Il est heureusement peu fréquent d'enregistrer le naufrage d'une péniche. Il est encore plus rare d'en voir une sombrer dans un canal souterrain. C'est pourtant ce qui est arrivé ces jours deniers dans le tunnel du canal de Saint-Quentin, tunnel rendu célèbre par les combats qui s'y déroulèrent durant la guerre 14- 18.
Construit durant le règne de Napoléon et sur son ordre, l'ouvrage s'étend sur 5km670. Vingt-troisième d'un train de trente-deux bateaux, la péniche RICAMARIE (de l'HPLM, chargée de minerai) avait, ce mardi 16 mars 1948, déjà franchi la plus grande partie du parcours, lorsque vers 22 h 15, elle marqua brusquement une dangereuse inclinaison. M. Henri Demazière, le marinier, courut vers l'avant mais l'eau avait déjà envahi le pont. Tout effort était inutile. Dès lors, celui-ci ne pensa plus qu'à sauver sa femme et ses deux enfants qui se trouvaient dans la cabine arrière.
<< Ce furent des minutes d'épouvante, me dira plus tard Madame Demazière. Il fallut faire vite, car l'eau envahissait le bateau avec une rapidité folle. Mon mari nous fit sauter sur le chemin d'accès du canal et nous nous réfugiâmes sur le bateau suivant. Nos cris se répercutaient sous cette voûte immense où ils s'amplifiaient étrangement. Les longs appels lugubres des sirènes, lancés par les voisins qui voulaient faire stopper le convoi, s'y mêlaient. Mon fils, qui tentait de sauver quelques vêtements, dut évacuer la cabine où l'eau montait rapidement. Puis, dans un grand remous, la péniche s'engloutit. Il avait suffi d'un quart d'heure pour qu'elle disparaisse.
<< C'est terrible, ajouta-t-elle. C'est la troisième fois que cela nous arrive. Trois fois que nous perdons tout, et maintenant j'ai peur. Je voudrais ne plus jamais m'embarquer. Je n'oserai plus dormir sur mon bateau.
Madame Demazière sest réfugiée avec ses deux enfants sur la péniche de son beau-frère qui attend,
à l'entrée du tunnel, avec une quinzaine d'autres bateaux, que le canal soit rendu libre à la navigation.

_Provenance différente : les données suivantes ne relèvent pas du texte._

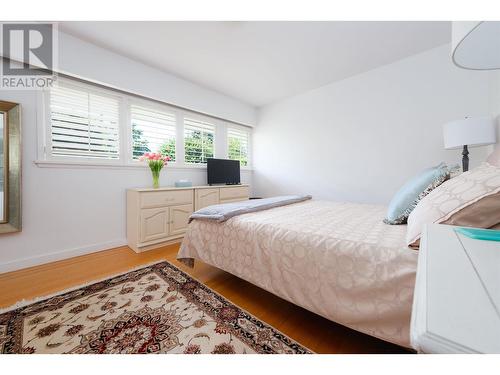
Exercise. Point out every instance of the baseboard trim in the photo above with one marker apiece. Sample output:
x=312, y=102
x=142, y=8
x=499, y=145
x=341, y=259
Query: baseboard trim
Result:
x=59, y=255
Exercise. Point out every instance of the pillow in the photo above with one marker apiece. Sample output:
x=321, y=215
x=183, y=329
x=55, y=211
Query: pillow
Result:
x=406, y=199
x=485, y=213
x=451, y=197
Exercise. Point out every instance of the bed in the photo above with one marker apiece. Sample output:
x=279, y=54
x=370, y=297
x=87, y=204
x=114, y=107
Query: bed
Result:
x=338, y=260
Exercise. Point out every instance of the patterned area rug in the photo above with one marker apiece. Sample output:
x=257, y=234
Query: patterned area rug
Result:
x=156, y=309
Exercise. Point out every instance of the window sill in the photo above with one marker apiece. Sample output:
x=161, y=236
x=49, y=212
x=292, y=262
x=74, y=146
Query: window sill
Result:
x=99, y=165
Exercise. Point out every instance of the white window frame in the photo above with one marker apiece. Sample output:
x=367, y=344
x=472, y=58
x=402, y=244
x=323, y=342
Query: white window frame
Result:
x=125, y=159
x=201, y=118
x=47, y=136
x=153, y=105
x=247, y=130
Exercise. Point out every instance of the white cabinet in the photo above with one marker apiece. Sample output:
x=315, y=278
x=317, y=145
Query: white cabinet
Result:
x=457, y=292
x=157, y=217
x=179, y=218
x=154, y=223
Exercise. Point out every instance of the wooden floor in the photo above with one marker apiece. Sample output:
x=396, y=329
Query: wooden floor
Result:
x=311, y=330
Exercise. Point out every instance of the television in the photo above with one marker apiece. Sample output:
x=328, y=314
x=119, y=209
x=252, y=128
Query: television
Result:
x=223, y=171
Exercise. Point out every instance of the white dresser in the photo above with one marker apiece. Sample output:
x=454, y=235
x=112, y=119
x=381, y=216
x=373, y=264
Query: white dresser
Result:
x=457, y=294
x=156, y=217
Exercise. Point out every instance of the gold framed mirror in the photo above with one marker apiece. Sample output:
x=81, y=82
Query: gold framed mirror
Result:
x=10, y=167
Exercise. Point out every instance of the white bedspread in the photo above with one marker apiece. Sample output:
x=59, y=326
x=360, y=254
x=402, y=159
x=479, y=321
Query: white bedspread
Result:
x=338, y=260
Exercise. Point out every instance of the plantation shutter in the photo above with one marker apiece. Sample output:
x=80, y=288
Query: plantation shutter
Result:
x=152, y=131
x=198, y=141
x=237, y=142
x=84, y=124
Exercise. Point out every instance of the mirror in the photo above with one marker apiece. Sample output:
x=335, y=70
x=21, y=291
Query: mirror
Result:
x=10, y=167
x=3, y=169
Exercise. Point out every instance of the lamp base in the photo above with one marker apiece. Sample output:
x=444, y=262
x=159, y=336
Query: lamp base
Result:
x=465, y=159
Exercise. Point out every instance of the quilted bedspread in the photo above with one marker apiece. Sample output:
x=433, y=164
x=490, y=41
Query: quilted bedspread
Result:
x=338, y=260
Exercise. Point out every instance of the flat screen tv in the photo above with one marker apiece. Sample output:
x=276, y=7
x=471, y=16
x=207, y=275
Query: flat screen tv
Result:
x=223, y=171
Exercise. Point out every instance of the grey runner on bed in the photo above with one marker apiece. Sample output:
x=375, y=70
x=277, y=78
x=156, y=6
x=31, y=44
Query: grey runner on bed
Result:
x=223, y=212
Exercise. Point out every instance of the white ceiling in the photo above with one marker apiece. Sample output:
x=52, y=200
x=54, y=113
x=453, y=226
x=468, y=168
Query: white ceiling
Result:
x=261, y=62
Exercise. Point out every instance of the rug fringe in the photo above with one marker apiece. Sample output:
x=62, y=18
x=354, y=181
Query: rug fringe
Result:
x=25, y=302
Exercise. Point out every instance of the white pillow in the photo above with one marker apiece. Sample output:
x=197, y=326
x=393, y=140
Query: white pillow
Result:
x=451, y=197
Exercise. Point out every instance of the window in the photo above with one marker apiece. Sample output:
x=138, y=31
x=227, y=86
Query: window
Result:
x=237, y=145
x=89, y=124
x=84, y=124
x=198, y=141
x=152, y=131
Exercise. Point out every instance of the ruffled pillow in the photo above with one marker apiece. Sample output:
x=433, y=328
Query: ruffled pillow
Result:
x=451, y=197
x=407, y=198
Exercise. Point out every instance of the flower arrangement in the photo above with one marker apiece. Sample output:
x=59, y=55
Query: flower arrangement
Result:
x=156, y=162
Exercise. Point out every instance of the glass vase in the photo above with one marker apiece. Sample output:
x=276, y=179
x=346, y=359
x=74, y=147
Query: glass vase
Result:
x=156, y=179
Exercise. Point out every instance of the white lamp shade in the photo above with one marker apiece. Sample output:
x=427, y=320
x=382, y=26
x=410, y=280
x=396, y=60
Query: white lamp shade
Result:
x=479, y=131
x=476, y=45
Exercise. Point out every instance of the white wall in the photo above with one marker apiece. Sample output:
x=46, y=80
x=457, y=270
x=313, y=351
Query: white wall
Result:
x=495, y=102
x=361, y=138
x=68, y=211
x=86, y=60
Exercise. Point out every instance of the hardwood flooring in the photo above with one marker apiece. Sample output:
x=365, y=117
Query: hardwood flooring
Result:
x=311, y=330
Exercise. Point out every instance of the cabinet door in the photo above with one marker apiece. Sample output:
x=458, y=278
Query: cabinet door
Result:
x=179, y=217
x=206, y=197
x=154, y=223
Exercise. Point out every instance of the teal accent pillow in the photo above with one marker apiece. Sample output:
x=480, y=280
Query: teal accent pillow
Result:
x=407, y=198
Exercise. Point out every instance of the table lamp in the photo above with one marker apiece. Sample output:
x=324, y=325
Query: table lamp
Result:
x=478, y=131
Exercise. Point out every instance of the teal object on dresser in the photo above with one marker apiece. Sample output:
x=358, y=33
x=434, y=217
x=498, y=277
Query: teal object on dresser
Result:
x=480, y=234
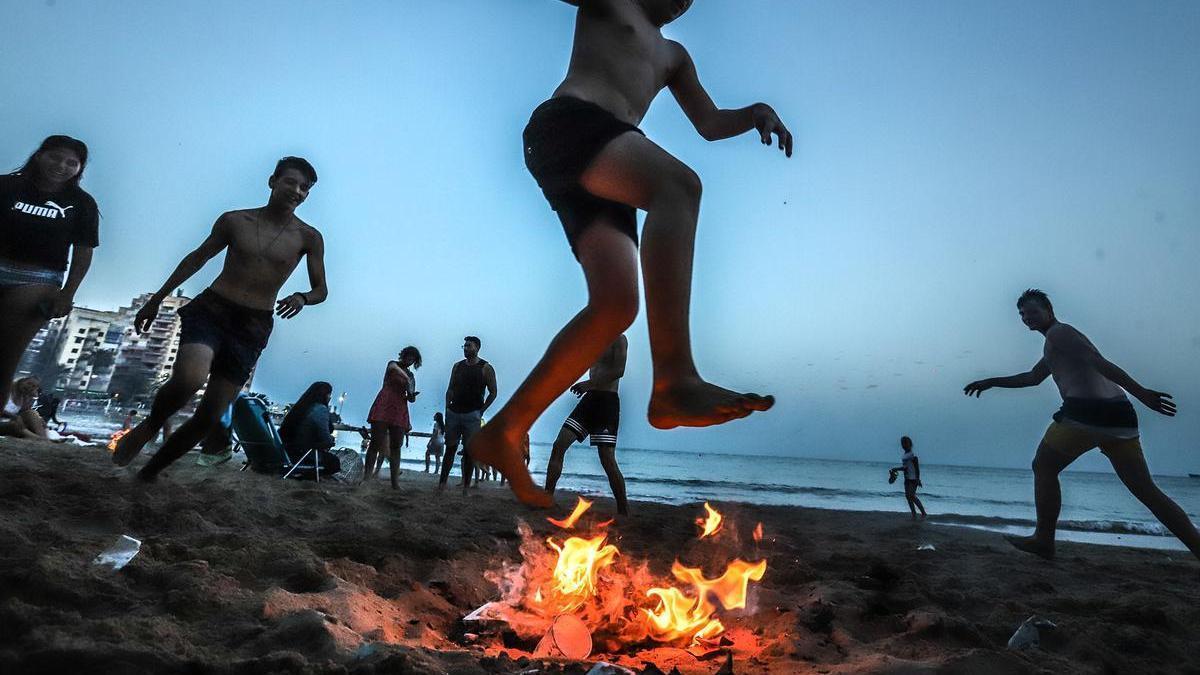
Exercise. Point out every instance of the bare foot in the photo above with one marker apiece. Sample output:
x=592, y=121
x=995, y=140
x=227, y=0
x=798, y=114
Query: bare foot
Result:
x=1031, y=545
x=700, y=404
x=130, y=446
x=492, y=447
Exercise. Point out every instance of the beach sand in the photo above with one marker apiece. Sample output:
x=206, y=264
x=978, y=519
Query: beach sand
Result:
x=244, y=573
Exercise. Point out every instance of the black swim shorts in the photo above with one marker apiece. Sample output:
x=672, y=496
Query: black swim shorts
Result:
x=598, y=416
x=563, y=137
x=235, y=333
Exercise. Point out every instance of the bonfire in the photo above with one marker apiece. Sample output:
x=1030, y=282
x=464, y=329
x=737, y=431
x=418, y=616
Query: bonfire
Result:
x=580, y=581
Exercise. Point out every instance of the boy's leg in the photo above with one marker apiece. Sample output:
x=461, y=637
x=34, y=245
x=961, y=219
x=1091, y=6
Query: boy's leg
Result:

On se représente facilement la scène lorsqu'on se trouve devant le trou noir que forme l'entrée du tunnel, dans lequel il nous a fallu accomplir une marche de près d'un kilomètre, sur une étroite corniche chichement éclairée, pour rejoindre les équipes spécialisées travaillant au renflouement du bateau.
Promenade désagréable, durant laquelle nous ne lâchâmes guère la main courante humide et rouillée qui nous écorchait les doigts, inconvénient que nous préférions à celui d'un bain dans l'eau glacée qui luisait à nos pieds.
Je ne m'avisai d'ailleurs pas d'en vérifier la température, et quand je dis glacée, je ne m'en rapporte qu'au témoignage du scaphandrier qui, lui, était bien obligé d'y descendre.
L'aide de deux scaphandriers, travaillant à tour de rôle, a été nécessaire pour mener à bien
ce travail gigantesque. En voici un se mettant à l'eau, chargé des 75kg de son équipement.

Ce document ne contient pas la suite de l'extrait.